Students moved into their dorm rooms at summer’s end and classes resumed Aug. 22 at Hannibal-LaGrange University after a season when the viability of a fall semester was in question.
The school was in crisis mode in March, with closure predicted before the end of the spring semester unless immediate cuts were made and funds raised. The school needed to raise or save $2.2 million.
The 94-year-old school was “facing a financial Goliath,” transitional president Rodney Harrison said in a statement Aug. 1. “The president of ten years had resigned two months earlier, and the full reality of the University’s fragile financial situation was still coming to light.”
The executive team cut staff and benefits, trimmed some of HLGU’s 30 majors, appealed to donors, and called on volunteers from local churches to help on campus with lawn care and similar upkeep.
Faculty contracts were cancelled in the exigency plan, with about 15% of faculty dismissed or reduced to part-time status. Of 12 intercollegiate varsity sports, the Trojans’ golf and wrestling programs were eliminated. The school raised $1.5 million. By the end of July, Harrison declared the crisis averted.
“The pay and benefit cuts that had been in place since March would be lifted for all returning employees,” Harrison said. “With a business model in place based on scalability, and a balanced budget based on enrollment realities, HLGU may well become a model for small liberal arts universities.”
At the start of the new academic year, Inside Higher Ed reported a dozen faculty would not return. Enrollment, which dipped to 780 in 2021, had begun to inch upward, and the student retention rate bumped up from 50% to 60% last year.

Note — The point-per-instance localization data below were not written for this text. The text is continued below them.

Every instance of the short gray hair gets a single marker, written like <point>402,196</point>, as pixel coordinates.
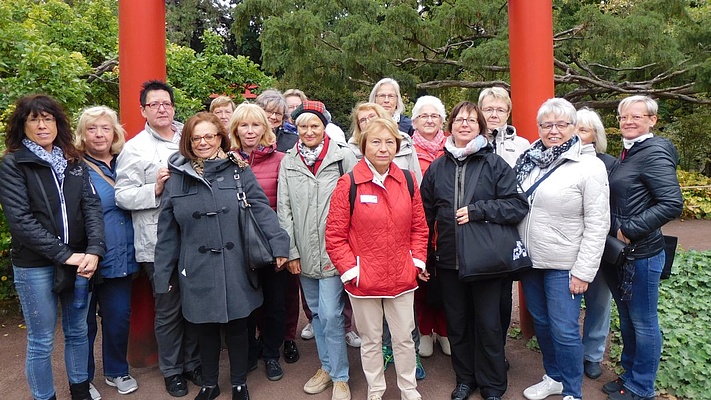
<point>559,108</point>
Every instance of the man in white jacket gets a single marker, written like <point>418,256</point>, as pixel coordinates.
<point>141,175</point>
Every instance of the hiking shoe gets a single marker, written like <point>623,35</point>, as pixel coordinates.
<point>274,371</point>
<point>352,339</point>
<point>308,332</point>
<point>419,369</point>
<point>341,391</point>
<point>125,384</point>
<point>318,383</point>
<point>95,395</point>
<point>613,386</point>
<point>543,389</point>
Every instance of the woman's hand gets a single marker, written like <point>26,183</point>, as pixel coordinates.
<point>577,286</point>
<point>281,263</point>
<point>294,266</point>
<point>462,215</point>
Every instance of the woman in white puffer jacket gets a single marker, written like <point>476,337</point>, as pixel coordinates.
<point>564,233</point>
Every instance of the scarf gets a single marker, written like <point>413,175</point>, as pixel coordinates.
<point>55,158</point>
<point>539,156</point>
<point>460,153</point>
<point>310,155</point>
<point>198,164</point>
<point>431,147</point>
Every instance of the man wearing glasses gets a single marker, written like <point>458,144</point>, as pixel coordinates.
<point>495,104</point>
<point>141,175</point>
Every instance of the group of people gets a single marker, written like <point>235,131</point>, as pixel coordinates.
<point>413,231</point>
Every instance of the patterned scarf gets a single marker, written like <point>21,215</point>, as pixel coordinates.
<point>310,155</point>
<point>432,147</point>
<point>539,156</point>
<point>199,163</point>
<point>460,153</point>
<point>55,158</point>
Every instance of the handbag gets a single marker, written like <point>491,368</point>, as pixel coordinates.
<point>615,251</point>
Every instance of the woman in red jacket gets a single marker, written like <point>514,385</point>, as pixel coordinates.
<point>364,239</point>
<point>254,141</point>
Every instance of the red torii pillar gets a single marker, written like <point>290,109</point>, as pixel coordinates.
<point>141,58</point>
<point>531,50</point>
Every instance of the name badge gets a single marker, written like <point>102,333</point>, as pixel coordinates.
<point>369,198</point>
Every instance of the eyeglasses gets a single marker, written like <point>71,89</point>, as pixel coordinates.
<point>156,105</point>
<point>490,110</point>
<point>209,138</point>
<point>635,118</point>
<point>47,120</point>
<point>469,121</point>
<point>104,129</point>
<point>383,96</point>
<point>548,126</point>
<point>429,116</point>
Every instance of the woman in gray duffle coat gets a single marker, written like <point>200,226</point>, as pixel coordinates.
<point>200,249</point>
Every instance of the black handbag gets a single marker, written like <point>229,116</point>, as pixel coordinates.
<point>615,251</point>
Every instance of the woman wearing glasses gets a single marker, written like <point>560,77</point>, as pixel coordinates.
<point>54,216</point>
<point>200,240</point>
<point>644,195</point>
<point>564,233</point>
<point>455,194</point>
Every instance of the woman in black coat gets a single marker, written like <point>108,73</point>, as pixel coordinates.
<point>474,188</point>
<point>57,227</point>
<point>200,247</point>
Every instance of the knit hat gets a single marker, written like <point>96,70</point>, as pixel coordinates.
<point>314,107</point>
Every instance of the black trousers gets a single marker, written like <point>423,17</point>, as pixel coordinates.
<point>271,316</point>
<point>474,329</point>
<point>237,347</point>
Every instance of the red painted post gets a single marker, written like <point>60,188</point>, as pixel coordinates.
<point>141,58</point>
<point>531,48</point>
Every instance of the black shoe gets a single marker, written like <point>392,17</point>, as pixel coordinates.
<point>176,385</point>
<point>461,392</point>
<point>274,371</point>
<point>592,369</point>
<point>240,392</point>
<point>195,376</point>
<point>291,352</point>
<point>208,393</point>
<point>613,386</point>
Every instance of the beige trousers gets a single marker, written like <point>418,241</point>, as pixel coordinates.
<point>368,315</point>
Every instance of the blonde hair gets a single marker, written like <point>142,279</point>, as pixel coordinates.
<point>247,111</point>
<point>91,115</point>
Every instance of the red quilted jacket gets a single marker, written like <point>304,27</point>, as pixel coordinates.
<point>384,238</point>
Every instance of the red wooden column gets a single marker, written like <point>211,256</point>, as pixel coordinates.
<point>141,58</point>
<point>531,48</point>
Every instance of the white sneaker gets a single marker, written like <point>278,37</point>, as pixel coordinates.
<point>444,344</point>
<point>543,389</point>
<point>352,339</point>
<point>426,345</point>
<point>308,332</point>
<point>95,395</point>
<point>125,384</point>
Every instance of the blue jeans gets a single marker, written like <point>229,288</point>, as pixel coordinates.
<point>639,323</point>
<point>113,296</point>
<point>555,315</point>
<point>597,318</point>
<point>325,299</point>
<point>39,307</point>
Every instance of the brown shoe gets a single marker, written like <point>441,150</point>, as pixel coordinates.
<point>318,383</point>
<point>341,391</point>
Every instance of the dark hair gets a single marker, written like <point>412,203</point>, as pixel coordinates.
<point>33,106</point>
<point>186,148</point>
<point>149,86</point>
<point>470,108</point>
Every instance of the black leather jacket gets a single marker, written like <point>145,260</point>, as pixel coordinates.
<point>645,194</point>
<point>41,219</point>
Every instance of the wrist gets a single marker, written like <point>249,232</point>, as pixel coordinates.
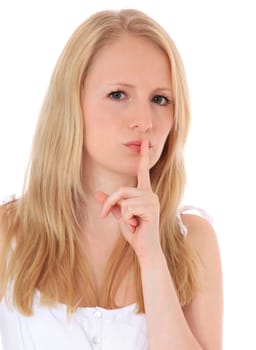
<point>153,260</point>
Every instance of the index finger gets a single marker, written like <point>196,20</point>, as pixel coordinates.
<point>143,167</point>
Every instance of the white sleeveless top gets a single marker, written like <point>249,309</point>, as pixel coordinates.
<point>89,328</point>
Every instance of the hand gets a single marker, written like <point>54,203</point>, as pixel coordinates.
<point>136,209</point>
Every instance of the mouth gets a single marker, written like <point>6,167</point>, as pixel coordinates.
<point>135,145</point>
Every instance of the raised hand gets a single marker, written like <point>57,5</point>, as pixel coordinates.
<point>136,209</point>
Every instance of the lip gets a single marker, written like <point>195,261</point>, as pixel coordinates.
<point>135,145</point>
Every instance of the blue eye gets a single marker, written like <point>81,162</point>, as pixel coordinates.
<point>161,100</point>
<point>117,95</point>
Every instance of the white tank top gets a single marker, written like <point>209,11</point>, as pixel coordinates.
<point>89,328</point>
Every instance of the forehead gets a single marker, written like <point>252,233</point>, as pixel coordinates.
<point>131,58</point>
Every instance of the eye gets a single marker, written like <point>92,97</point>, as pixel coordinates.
<point>117,95</point>
<point>161,100</point>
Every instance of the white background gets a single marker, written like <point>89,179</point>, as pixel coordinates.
<point>217,42</point>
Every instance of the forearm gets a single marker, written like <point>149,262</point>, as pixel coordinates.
<point>167,326</point>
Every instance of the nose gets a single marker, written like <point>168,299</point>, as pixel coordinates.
<point>141,118</point>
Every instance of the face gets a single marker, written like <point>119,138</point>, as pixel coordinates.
<point>127,97</point>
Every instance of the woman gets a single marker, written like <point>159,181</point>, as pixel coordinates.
<point>96,253</point>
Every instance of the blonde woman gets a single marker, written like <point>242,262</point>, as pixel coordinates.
<point>96,253</point>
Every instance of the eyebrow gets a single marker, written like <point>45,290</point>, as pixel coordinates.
<point>161,88</point>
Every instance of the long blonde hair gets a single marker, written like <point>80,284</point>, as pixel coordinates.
<point>45,222</point>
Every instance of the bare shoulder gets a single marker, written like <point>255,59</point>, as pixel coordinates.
<point>205,312</point>
<point>201,234</point>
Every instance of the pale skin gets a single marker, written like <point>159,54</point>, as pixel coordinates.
<point>121,185</point>
<point>121,200</point>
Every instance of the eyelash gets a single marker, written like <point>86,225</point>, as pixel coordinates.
<point>115,95</point>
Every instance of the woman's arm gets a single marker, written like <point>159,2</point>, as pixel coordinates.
<point>199,327</point>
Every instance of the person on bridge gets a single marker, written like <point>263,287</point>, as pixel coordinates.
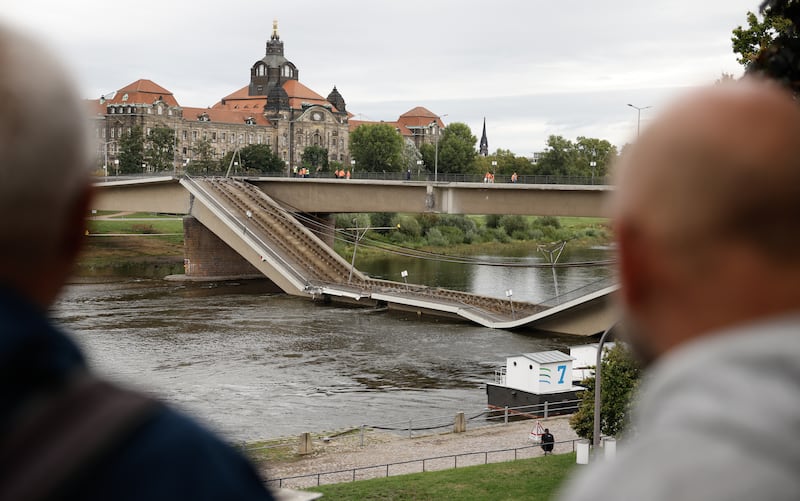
<point>707,221</point>
<point>548,441</point>
<point>67,434</point>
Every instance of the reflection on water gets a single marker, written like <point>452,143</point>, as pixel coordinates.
<point>257,365</point>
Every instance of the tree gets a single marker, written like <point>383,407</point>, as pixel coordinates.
<point>160,148</point>
<point>377,148</point>
<point>558,159</point>
<point>131,151</point>
<point>589,150</point>
<point>255,158</point>
<point>750,42</point>
<point>315,158</point>
<point>457,149</point>
<point>507,163</point>
<point>621,374</point>
<point>203,161</point>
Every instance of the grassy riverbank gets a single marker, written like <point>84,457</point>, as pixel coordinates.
<point>132,245</point>
<point>536,479</point>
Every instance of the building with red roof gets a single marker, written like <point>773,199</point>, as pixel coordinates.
<point>274,108</point>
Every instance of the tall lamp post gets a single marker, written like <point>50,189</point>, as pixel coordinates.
<point>638,116</point>
<point>435,124</point>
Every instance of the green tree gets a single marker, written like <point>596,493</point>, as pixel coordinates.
<point>589,150</point>
<point>558,159</point>
<point>621,374</point>
<point>315,158</point>
<point>254,158</point>
<point>131,151</point>
<point>428,154</point>
<point>203,161</point>
<point>377,148</point>
<point>751,41</point>
<point>160,149</point>
<point>457,149</point>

In July HLGU began advertising for a few replacement positions.
At the same time, the presidential search team was digging into their pile of resumes. “We covet your prayers as we begin this search process,” trustee chair Mark Anderson said. “Our greatest desire is to find the person the Lord has to lead HLGU in the years to come. God has been faithful to bring us to this point and we believe he will continue to be faithful in this search process.
“I want to express my deepest gratitude for your commitment to the University,” Anderson wrote to supporters. “These have been difficult days, but we believe with confidence that God is at work at HLGU.”
HLGU was founded in 1928 from the merger of two colleges named for the Mississippi River towns where they were located. The school had a peak enrollment of about 1,200 in 2012. Anthony Allen, who resigned in January, was the school’s 17th president, serving ten years. Harrison is serving as transitional president while simultaneously holding his position as head of Baptist Homes & Healthcare Ministries in Missouri.